Bonnie's father, David Michael Wilson, of Simpson Drive in Saint John, pleaded guilty in July to one charge of voyeurism on a police information that said he surreptitiously recorded his daughter between March 2007 and March 2014 in circumstances where she had a reasonable expectation of privacy.

A child pornography charge against the 41-year-old was withdrawn.

Wilson was sentenced last week to a nine-month conditional sentence plus two years of supervised probation.

He has also been ordered to participate in programs for sex offenders.

The Criminal Code provides for a publication ban on the identities of complainants of sexual offences.

But Bonnie Wilson asked the judge to waive it.

Bonnie Wilson's privacy was invaded by her own father, and has a message for other victims of voyeurism. She told her story to CBC's Rachel Cave. 12:22

She said suppressing information that would identify her, would also shield her father and she didn't think that was fair.

"He was the person who committed the crime," she said.

"I felt it was important that we put it out there."

Mother made discovery

Wilson says the images weren't discovered until after she had moved out of her parents' home and had already started second year studies at university.

She says it was her mother who found the hard drive from the desktop computer that Wilson remembered her father installing in her room about 10 years ago.

"I was just excited to get it," said Wilson, who thought she would be using the camera to chat with friends.

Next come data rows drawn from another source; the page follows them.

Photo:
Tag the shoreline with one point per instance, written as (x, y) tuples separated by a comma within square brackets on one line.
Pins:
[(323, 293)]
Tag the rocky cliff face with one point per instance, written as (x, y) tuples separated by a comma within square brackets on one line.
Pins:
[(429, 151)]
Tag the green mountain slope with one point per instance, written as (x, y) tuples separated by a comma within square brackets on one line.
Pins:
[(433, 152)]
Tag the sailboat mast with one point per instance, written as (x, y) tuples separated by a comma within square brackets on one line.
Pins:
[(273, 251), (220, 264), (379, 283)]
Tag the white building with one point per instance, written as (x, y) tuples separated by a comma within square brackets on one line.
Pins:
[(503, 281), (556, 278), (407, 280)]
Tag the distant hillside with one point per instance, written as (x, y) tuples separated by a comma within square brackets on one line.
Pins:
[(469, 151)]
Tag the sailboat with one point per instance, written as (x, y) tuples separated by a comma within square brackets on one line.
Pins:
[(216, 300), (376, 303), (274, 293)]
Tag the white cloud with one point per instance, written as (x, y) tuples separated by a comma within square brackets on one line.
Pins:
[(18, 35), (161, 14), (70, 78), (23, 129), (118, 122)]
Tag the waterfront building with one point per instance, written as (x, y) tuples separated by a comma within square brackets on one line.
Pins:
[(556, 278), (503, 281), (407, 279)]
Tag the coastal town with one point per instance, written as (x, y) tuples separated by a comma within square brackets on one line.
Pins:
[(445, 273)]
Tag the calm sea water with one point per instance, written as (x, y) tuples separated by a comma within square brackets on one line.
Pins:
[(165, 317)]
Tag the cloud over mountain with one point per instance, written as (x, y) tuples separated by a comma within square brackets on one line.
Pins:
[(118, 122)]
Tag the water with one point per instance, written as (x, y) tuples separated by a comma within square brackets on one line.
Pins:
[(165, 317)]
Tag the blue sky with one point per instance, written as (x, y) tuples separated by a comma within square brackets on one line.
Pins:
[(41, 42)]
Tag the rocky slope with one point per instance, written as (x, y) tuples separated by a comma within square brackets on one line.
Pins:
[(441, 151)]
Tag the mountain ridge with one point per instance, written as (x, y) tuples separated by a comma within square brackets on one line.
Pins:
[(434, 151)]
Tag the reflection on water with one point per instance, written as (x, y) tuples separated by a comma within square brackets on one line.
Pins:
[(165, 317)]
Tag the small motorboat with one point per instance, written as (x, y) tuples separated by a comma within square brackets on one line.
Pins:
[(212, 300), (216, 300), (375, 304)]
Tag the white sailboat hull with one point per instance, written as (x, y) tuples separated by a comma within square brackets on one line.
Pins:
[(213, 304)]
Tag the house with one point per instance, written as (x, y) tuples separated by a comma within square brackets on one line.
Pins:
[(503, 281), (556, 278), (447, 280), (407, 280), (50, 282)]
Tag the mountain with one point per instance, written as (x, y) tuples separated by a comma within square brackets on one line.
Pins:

I wasn't aware that in a space that should have been private and to myself that anybody could have been watching.- Bonnie Wilson

"I wasn't aware that in a space that should have been private and to myself that anybody could have been watching," she said.

Wilson said her father had taken "hundreds or thousands" of pictures of her in various states of undress, and in intimate moments such as coming or going from the shower.

"I never got to see the complete hard drive. I only saw a selection of photos," she said.

Wilson says as far as she knows, the images were never distributed or sold.

Family torn apart

But the moment they came to light, she says her family was torn apart.

"It was a difficult and hard decision for my mother," said Wilson.

"She felt bad that she didn't know what was going on."

Bonnie Wilson is now studying social work and hopes to become a counsellor or someone who works with the victims of crime. (Bonnie Wilson/Facebook)
Wilson says her mother made it clear from the start, that she was willing to risk losing everything to pursue justice for her daughter.

She says she and her mother worried about how they would manage financially, anticipating that Bonnie's father would stop helping them to pay the bills.

Wilson said her father did move out but she and her mother managed to hang onto the house.

Wilson had been hoping her father would get at least six months in jail.

Instead, he got three months house arrest as part of his conditional sentence but will be monitored for longer.

"It's going to be several years before he … can be a regular citizen," she said.

"And he ruined all connections with his family on top of that."

Believes sentence a deterrent

Wilson says she thinks the sentence will act as a deterrent.

"I feel like if other people were to see that and know about it, they might stop and think twice about what they're doing," she said.

Wilson and her partner have a 14-month old son and she says they look forward to having more children.

She says her partner has been supportive throughout the ordeal.

Wilson already has her undergraduate degree and she says she's been accepted into a social work program.

 "I hope I can be one of the counsellors, or victim-aid people or lawyers or assistants ... I hope I can become one of those people who provide help to others," she said.